WikiLeaks’ huge dump today of 8,000 documents that they say comes from the CIA’s Center for Cyber Intelligence and evidences the extensive efforts they have used to bug everyday technology in our lives to potentially spy on us, has provided some major revelations.

Axios went through and outlined some of the biggest points laid bare by the WikiLeaks dump, “Vault 7, Part One.”

  • The CIA has turned iPhones, Android devices, Windows operating systems, and Samsung TVs into covert microphones, known as “zero day” weaponized exploits.

  • “Weeping Angel,” which infests Samsung smart TVs, was developed with the UK’s MI5/BTSS, and turns the TV in a “Fake-Off” mode to route audio over the Internet to a covert CIA server.

  • The CIA has also developed attacks to remotely control popular smart phones so they send geolocation, audio, and text communications, and activate the phone’s camera and microphone. The CIA either made these attacks or obtained them from the Government Communication Headquarters in the UK, the NSA, or the FBI, or purchased it from arms contractors. (Note, that bypasses the encryption of WhatsApp, Signal, Telegram, Wiebo, Confide, and Cloakroom.)

  • The CIA has developed malware attacks and control systems for Windows, Mac OS X, Solaris, Linux, and more.

  • The U.S. Consulate in Frankfurt operates as a covert CIA hacker base, covering Europe, the Middle East, and Africa. WikiLeaks disclosed instructions the CIA hackers use to get through German Customs.

CIA spokesman Jonathan Liu gave a brief comment to the AP about the revelations: “We do not comment on the authenticity or content of purported intelligence documents.”

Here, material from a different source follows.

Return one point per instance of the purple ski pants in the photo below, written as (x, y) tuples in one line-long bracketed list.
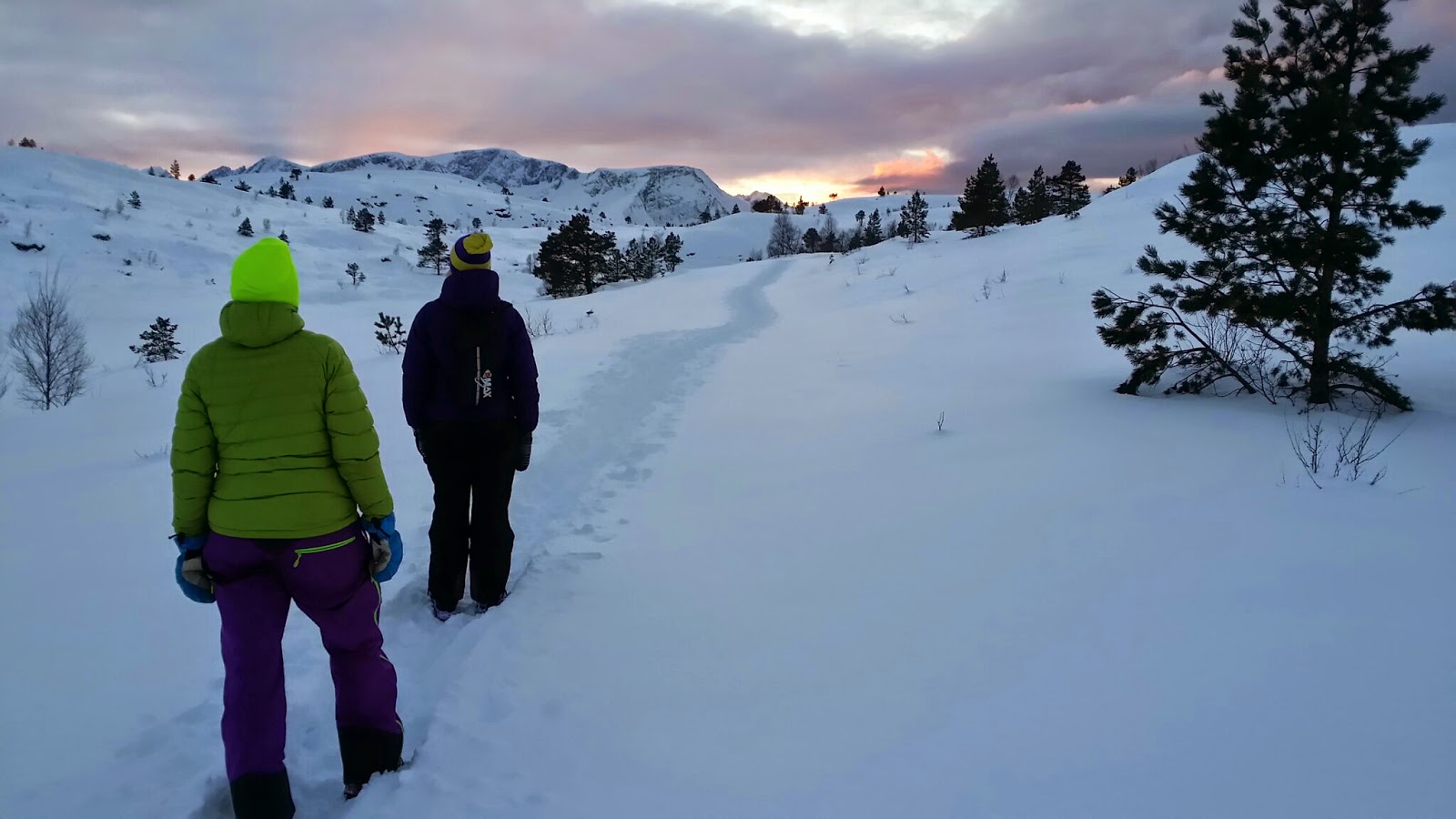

WikiLeaks outlined why this information is so critical: “Serious vulnerabilities not disclosed to the manufacturers places huge swathes of the population and critical infrastructure at risk to foreign intelligence or cyber criminals who independently discover or hear rumors of the vulnerability. If the CIA can discover such vulnerabilities so can others.”

Another development from this release is that the CIA may have violated the Vulnerability Equities Process that was enacted by former President Barack Obama back in 2014 when they failed to disclose the vulnerabilities to at-risk companies.

Axios noted another huge point from the dump: “And the malware revealed is able to penetrate and control both the Android and iPhone software that runs or has run presidential Twitter accounts. The U.S. made these cyber spying codes unclassified, which means the weapons can be ‘pirated’ easily.”

Former U.S. government hackers and contractors reportedly were the whistleblowers here. They did not have the authority to put out the documents, of course, but the individual who handed the information to WikiLeaks reportedly noted that they did so in order to allow the public to debate whether or not these moves by the CIA are beyond the pale.